„Angesichts des massiven Pflegekräftemangels liegt der Fokus der Bemühungen, von politischer Seite wie auch seitens vieler Kliniken, stark auf der Akquise von Mitarbeitenden aus dem Ausland. Mit der Beschleunigung von Einreise- und Anerkennungsverfahren durch die Aufgabenzentralisierung beim Landesamt für Pflege und die Intensivierung der Zusammenarbeit zwischen Ausländer- und Beratungsbehörden wurden in Bayern bereits wichtige Schritte unternommen, dank derer diese Arbeitskräfte schnelleren Zugang zum bayerischen Arbeitsmarkt erhalten können.
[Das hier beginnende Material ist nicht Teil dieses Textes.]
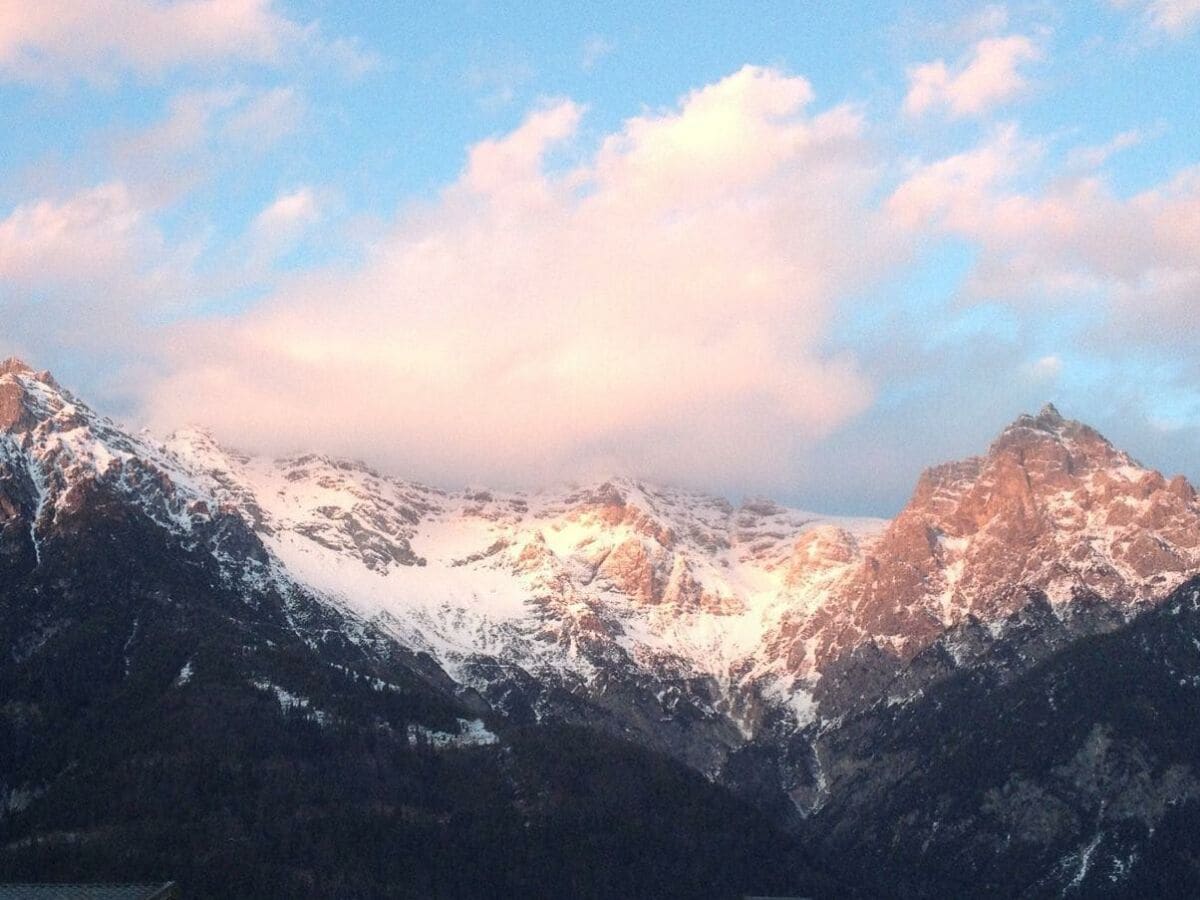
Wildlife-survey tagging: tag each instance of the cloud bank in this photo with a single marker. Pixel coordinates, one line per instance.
(657, 304)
Diese Entwicklung erachten wir als richtig und begrüßen sie ausdrücklich“, so Ann-Kristin Stenger. Man müsse sich gleichwohl im Klaren darüber sein, dass nach dem aufwändigen, langwierigen und kostspieligen Anerkennungsverfahren noch ein intensiver Integrationsprozess notwendig werde, erinnert sie. „Die Kliniken dürfen darum nicht versäumen, auch ihre Bemühungen um die bereits vorhandenen Mitarbeitenden zu intensivieren, um diese im Beruf zu halten. Es gibt durchaus Spielräume, mit denen attraktive Arbeitsbedingungen für das Personal geschaffen werden können“.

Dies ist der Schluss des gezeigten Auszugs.